In the current trial, in which the image data were divided into training (65%; 1252 images), validation (15%; 290 images), and testing (20%; 378 images) datasets and input into SegNet, the accuracy, IoU, and MeanBFScore for fibrosis were 0.776, 0.584, and 0.868, respectively. Even though the fibrosis accuracy (0.776) is lower than other labels accuracy, it is comparably higher than its random chance (1/5). It was suspected that similarity between the fibrosis and the fat in shape has made it more difficult.

Using the same CNN application, the accuracy of the SegNet-based segmentation model for stroke lesion detection ranged from 85 to 87% in the brain MRI images of stroke patients45, in which the dataset contained 420 T1-weighted MRI scans divided into 2 sets for training (70%; 294 images) and testing (30%; 126 images). In another study of 375 patients with 517 focal liver lesions (410 focal liver lesion images for training and 107 focal liver lesion images for testing), the model showed higher accuracy in the detection of hepatocellular carcinoma and benign noninflammatory focal lesions (0.916 and 0.860, respectively) than that in the current trial46. However, a different type of CNN, namely, a multiphase convolutional dense network (MP-CDN), was used.
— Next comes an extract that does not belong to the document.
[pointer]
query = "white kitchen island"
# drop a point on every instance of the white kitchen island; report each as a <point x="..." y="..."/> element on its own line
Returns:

In another study using SegNet-based chest X-ray image segmentation (1674 images for training and 199 images for testing), the average accuracy for the detection of a lung nodule and the overlap score were 98.31% and 94.40%, respectively42. A comparison trial of a generative adversarial network (GAN) model with a few CNNs (12,150 abdominal CT images for training and 8,800 CT images for testing) showed that the SegNet IoU for hepatocellular carcinoma was 78.57, which is higher than the that in the current trial (0.584)47. All of the aforementioned studies, in which stroke lesions, liver masses, or lung nodules were of interest, achieved a higher accuracy and IoU than the current trial, in which fibrotic tissues were of interest. This suggests that the DL-based quantification of lymphedema-induced fibrosis is a greater challenge. Compared to the easy demarcation of oval- or semioval-shaped regions in the abovementioned trials, the difficult demarcation of amorphous fibrotic tissues can explain the lower accuracy and IoU. Moreover, the differences in demographic factors, such as medical diseases, sex, and age, and the relatively small sample size of the current trial should be considered.

Meanwhile, hybrid DL models have shown very successful results in diagnostic accuracy since the early 2020s; in a CNN-based trial of Alzheimer’s disease brain MRI (2560 sections), features were extracted by hybridization of Darknet53, InceptionV3, and Resent101 models and concatenated. Then, they were optimized by mPMR and classified by support vector machine (SVM) and k-nearest neighbors (KNN) and showed very high accuracy of Alzheimer’s disease grades (none, very mild, mild, moderate) ranging from 94.4 to 99.1%33. In a CNN-based trial of cystourethrography on pediatric vesicoureteral reflux (1228 images), features were extracted by hybridization of Googlenet, MobilenetV2, and Densenet201 models and concatenated. They then were optimized by mPMR and classified by SVM and KNN and showed very high accuracy of vesicoureteral reflux grades (normal to V) ranging from 95.5 to 96.9%32. Regarding the relatively low accuracy in the current trial, the recent hybrid DL models might be a potential solution to increase the accuracy.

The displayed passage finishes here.